They wanted steak, fresh strawberries, bread sticks from Olive Garden and French pastries for dessert, just like they used to have back in Egypt. They were slaves in Egypt so it’s unlikely that they ever had any of those foods, but that is what they wanted in the wilderness.
The pressure of leading the Israelites and dealing with all their complaints became so overwhelming for Moses that he cried out to God. “God, this isn’t fair. You created this people and led us out of Egypt. But why did you give me the job of leading them? It’s too much. I can’t take it. I’ve had enough. Kill me if you want, but get me out of this mess.”
Notice how God responded. He told Moses to gather seventy elders. God put his Spirit on these men so that they can help Moses. Together they will help carry the burden of the people. They will share in the leadership of God’s people.
In the New Testament God uses the same concept to lead the church. Peter wrote this letter to Christians, to the church in various settings throughout the area we now call Turkey. They are people who are struggling to live faithfully in the culture that surrounds them. They live under the rule of Rome and Caesar, but they loyal to Jesus and to his kingdom.
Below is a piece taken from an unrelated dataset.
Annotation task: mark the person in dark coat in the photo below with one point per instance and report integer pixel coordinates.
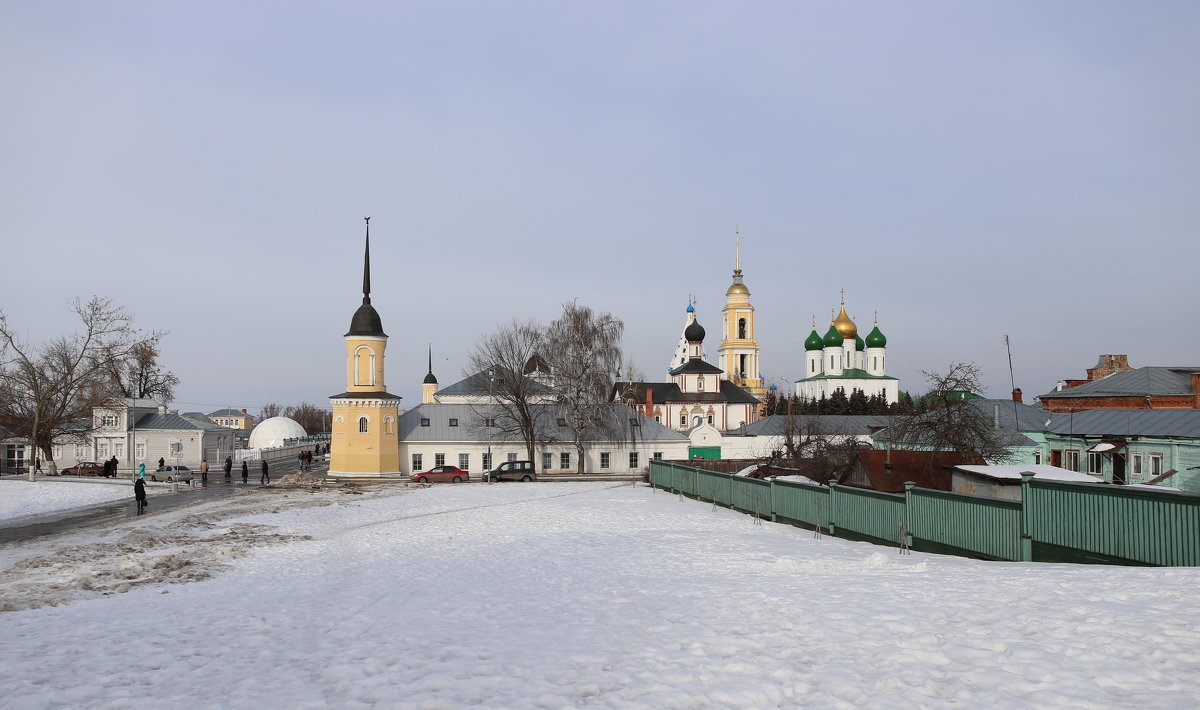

In our passage Peter calls himself an elder. We know from the gospels that he was Jesus’ closest friend, the leader of the Apostles. He was the leader of the church. Notice that even though he calls himself an elder, he also calls the other people elders. Peter exhorts them to help him lead the church.
This morning we are ordaining and installing both elders and deacons. These are the officers of the church. They work with the pastor and with the staff, Treva and Mark, to lead this church into the future that God wants. Between our passage from Numbers and Peter’s letter I’d like to share with you four ideas about what it means to lead the church. There are at least four different ways that we carry out this task faithfully. I know that not everyone here is being ordained and installed. At some point in the future you may be elected as an elder or a deacon so might want to file these ideas for the time when you are an elder or a deacon. Others of you may never serve as elders or deacons, but I hope you’ll see that these ideas have something to say to all of us.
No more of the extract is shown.